If, like us, you’re ticking days off your calendar, you won’t need reminding that it’s 36 days until the PlayStation 5 launches (or 43 if you live in Europe). For a console that has been so secret for so long, Sony has started the promotional push with some vigor.
The latest example comes today, with this eye-opening look at the console’s innards. This seven-minute video, presented by Yasuhiro Ootori — SIE’s vice-president for mechanical design — shows the PS5 laid bare. Ootori gradually dismantles a PS5 unit, highlighting important aspects of the console (in Japanese, so it’s likely you’ll need to turn YouTube’s subtitling on) as he goes.
There’s one interesting point before the screwdrivers even come out. We get a first official glimpse at the rear of the PS5, confirming some images from earlier this week. Along with the expected power and ethernet ports, and the HDMI 2.1 port — supporting up to 8K resolution and 120fps, with variable refresh rate — there’s two USB ports.

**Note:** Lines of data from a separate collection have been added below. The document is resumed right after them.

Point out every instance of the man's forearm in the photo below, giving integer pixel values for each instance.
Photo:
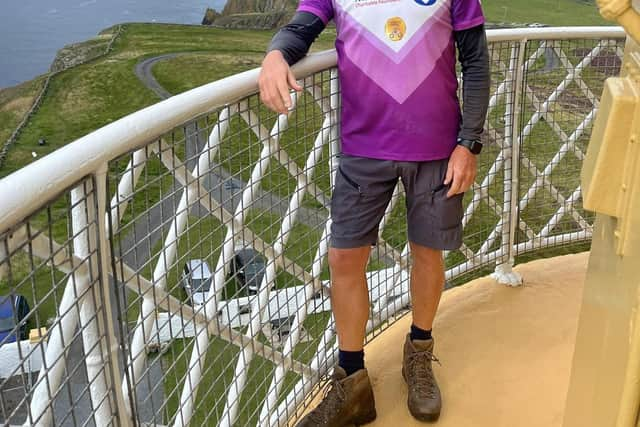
(295, 38)
(476, 78)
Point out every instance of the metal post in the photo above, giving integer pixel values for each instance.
(504, 273)
(110, 353)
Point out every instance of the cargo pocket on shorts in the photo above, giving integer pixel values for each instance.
(350, 182)
(446, 212)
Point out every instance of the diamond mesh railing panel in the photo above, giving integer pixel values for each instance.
(562, 83)
(208, 247)
(50, 278)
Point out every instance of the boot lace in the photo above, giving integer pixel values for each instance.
(333, 398)
(421, 373)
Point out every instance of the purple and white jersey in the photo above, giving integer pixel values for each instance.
(396, 61)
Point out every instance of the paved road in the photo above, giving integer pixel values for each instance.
(222, 186)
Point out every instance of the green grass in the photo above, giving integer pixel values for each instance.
(15, 102)
(550, 12)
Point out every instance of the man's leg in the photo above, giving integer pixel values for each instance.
(362, 191)
(349, 296)
(434, 224)
(427, 283)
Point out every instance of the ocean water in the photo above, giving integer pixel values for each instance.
(32, 31)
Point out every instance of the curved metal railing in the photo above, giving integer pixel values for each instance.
(99, 236)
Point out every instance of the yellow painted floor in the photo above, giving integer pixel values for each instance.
(505, 352)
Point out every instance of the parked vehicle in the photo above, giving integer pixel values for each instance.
(249, 267)
(13, 318)
(196, 280)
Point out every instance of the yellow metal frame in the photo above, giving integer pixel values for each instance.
(605, 381)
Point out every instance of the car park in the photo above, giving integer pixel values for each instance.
(249, 267)
(13, 318)
(196, 280)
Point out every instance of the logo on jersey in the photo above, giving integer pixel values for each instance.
(395, 28)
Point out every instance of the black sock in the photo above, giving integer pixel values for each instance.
(351, 361)
(419, 334)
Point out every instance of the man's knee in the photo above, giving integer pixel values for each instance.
(348, 262)
(424, 254)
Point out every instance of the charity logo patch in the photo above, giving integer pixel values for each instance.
(395, 28)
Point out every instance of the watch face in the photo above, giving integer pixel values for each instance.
(476, 147)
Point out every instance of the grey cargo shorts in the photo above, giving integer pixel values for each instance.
(364, 187)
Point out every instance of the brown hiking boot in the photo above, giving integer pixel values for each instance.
(424, 399)
(348, 401)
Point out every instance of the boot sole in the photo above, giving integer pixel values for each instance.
(428, 418)
(364, 419)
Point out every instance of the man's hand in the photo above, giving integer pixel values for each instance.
(275, 80)
(461, 171)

These are standard Type A, but running at Super-Speed+ data transfer rates of 10Gb/s.
The two rear USB ports complement the two front ones — a Type A high-speed (480Mb/s) best suited to peripherals like driving wheels, and the Type C port — for a total of four.
Ito also shows off the console stand, which is screwed into the base when in the vertical position and clipped onto the shell in horizontal position. The stand also offers a special slot for storing the screw and cap cover when not in use, and the whole thing rotates to keep the loose items safe. After that he removes the outer casing, which appears to be ripe for both official and third-party customization with replacement items — should you not be fond of the white. Just beneath those is the SSD expansion slot.

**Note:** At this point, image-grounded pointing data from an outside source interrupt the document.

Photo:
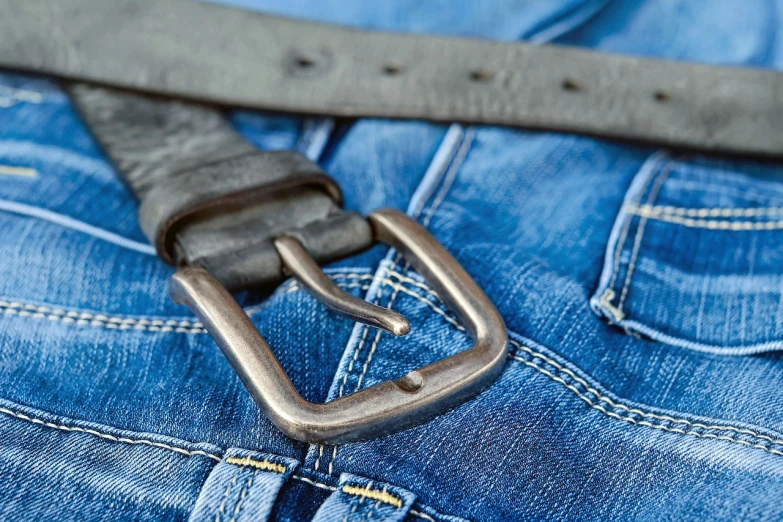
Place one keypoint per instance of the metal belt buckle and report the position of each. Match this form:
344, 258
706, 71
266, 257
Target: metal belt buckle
385, 407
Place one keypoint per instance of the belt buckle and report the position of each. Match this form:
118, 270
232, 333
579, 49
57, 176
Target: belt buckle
378, 410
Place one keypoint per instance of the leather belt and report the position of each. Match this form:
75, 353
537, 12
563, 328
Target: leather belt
231, 216
190, 49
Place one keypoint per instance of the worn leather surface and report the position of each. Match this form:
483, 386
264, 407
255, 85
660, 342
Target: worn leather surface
192, 49
209, 198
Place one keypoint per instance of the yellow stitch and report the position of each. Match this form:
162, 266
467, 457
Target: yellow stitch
374, 494
258, 464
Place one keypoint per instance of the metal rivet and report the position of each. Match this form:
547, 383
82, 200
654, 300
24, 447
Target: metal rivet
411, 383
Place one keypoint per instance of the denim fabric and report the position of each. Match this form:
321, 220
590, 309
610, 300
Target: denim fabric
641, 288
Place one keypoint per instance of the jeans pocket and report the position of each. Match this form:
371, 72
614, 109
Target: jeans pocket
695, 258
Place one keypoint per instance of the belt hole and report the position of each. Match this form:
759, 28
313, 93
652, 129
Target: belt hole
570, 85
662, 96
480, 75
392, 69
304, 62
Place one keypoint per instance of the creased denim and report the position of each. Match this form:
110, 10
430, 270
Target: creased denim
641, 288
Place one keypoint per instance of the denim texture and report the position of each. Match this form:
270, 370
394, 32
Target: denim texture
642, 290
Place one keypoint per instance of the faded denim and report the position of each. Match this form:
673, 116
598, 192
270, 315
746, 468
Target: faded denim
642, 289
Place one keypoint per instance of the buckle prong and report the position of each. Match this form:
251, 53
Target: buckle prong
303, 267
385, 407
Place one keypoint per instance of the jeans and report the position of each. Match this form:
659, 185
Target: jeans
642, 290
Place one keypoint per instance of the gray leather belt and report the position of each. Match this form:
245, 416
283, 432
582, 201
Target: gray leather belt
230, 216
201, 51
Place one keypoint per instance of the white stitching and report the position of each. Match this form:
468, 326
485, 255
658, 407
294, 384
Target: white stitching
129, 323
11, 170
327, 487
145, 442
736, 226
657, 157
661, 179
711, 212
588, 389
467, 143
642, 423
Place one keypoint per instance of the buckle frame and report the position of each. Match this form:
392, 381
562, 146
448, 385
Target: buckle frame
385, 407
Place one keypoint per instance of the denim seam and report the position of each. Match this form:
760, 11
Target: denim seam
710, 212
655, 159
106, 436
242, 496
123, 323
348, 371
160, 445
229, 487
262, 465
17, 171
451, 163
713, 224
589, 389
602, 398
373, 494
660, 179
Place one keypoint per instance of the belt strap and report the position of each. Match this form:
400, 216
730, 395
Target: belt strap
197, 50
211, 199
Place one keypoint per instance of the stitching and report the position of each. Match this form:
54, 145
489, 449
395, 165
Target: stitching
264, 465
643, 423
327, 487
354, 358
711, 212
314, 483
242, 496
467, 143
627, 227
373, 494
11, 170
145, 442
121, 323
704, 223
74, 224
366, 362
419, 514
600, 397
661, 178
225, 496
588, 388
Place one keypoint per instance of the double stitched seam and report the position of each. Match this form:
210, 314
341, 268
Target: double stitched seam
609, 294
11, 170
368, 492
659, 181
143, 324
242, 496
710, 212
648, 212
106, 436
689, 426
263, 465
222, 506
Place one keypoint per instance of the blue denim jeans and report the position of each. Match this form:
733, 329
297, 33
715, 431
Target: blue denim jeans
642, 290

The next major component is the air cooling system, which features — as we expected — a fenestron-like ducted fan. This giant, 5-inch fan is almost two inches thick, and will draw air into the console from both sides, with almost the entire rear of the console acting as the exhaust. There’s also special ducts in the casing to act as dust traps, which owners can vacuum to keep clean and clear.
There’s further cooling kit deeper inside the console, with a liquid metal pocket for the thermal interface material which Ootori says Sony spent two years developing. This is attached to a giant heatsink, which occupies most of the back end of the console and Ootori comments has the same performance as a vapor chamber cooling system.

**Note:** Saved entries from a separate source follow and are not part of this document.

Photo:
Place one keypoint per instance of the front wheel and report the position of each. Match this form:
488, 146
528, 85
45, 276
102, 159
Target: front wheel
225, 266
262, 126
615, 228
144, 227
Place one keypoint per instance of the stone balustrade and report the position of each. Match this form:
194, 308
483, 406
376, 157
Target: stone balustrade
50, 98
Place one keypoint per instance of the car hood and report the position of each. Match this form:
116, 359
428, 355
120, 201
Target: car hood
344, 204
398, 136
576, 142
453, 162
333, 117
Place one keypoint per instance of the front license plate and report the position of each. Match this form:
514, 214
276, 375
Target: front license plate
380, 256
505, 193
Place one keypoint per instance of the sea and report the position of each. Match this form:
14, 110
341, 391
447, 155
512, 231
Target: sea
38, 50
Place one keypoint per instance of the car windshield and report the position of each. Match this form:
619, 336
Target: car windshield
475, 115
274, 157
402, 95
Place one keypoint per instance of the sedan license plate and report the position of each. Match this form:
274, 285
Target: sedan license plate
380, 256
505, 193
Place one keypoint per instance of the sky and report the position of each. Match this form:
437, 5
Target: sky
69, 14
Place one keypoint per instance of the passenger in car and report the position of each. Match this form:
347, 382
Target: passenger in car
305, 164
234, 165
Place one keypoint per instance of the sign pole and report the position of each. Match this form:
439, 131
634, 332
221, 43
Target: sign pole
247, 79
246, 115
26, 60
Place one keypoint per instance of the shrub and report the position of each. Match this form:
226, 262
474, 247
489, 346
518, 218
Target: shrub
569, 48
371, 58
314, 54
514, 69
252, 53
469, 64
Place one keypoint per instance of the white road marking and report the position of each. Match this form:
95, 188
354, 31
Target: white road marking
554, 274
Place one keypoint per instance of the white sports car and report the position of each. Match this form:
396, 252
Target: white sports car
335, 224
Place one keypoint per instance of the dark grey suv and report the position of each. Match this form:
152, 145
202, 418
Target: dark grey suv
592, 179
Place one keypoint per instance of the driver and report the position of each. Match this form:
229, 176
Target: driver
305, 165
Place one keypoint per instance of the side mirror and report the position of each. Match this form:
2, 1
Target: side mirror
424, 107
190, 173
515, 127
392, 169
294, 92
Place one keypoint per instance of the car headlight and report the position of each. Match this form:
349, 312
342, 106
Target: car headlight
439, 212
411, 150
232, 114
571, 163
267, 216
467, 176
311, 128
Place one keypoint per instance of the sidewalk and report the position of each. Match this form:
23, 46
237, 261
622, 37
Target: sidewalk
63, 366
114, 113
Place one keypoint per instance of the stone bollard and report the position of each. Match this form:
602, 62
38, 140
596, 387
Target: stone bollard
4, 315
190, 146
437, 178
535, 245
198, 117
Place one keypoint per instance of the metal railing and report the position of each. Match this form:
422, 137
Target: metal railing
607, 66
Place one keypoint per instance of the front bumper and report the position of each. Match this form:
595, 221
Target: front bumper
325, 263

Naturally the core of the console is the motherboard and silicon, and Ootori shows the rather intricate layout. We can see the CPU, GPU and the individual components of the new SSD and the I/O processor, all set out on the main board. Last but not least is the integral 350W power supply.
The console will arrive on November 12 or November 19, depending on region, and you’ll now be able to take it apart yourself. Though, other than the external blades and the SSD expansion port, Sony obviously recommends you just stick with this video.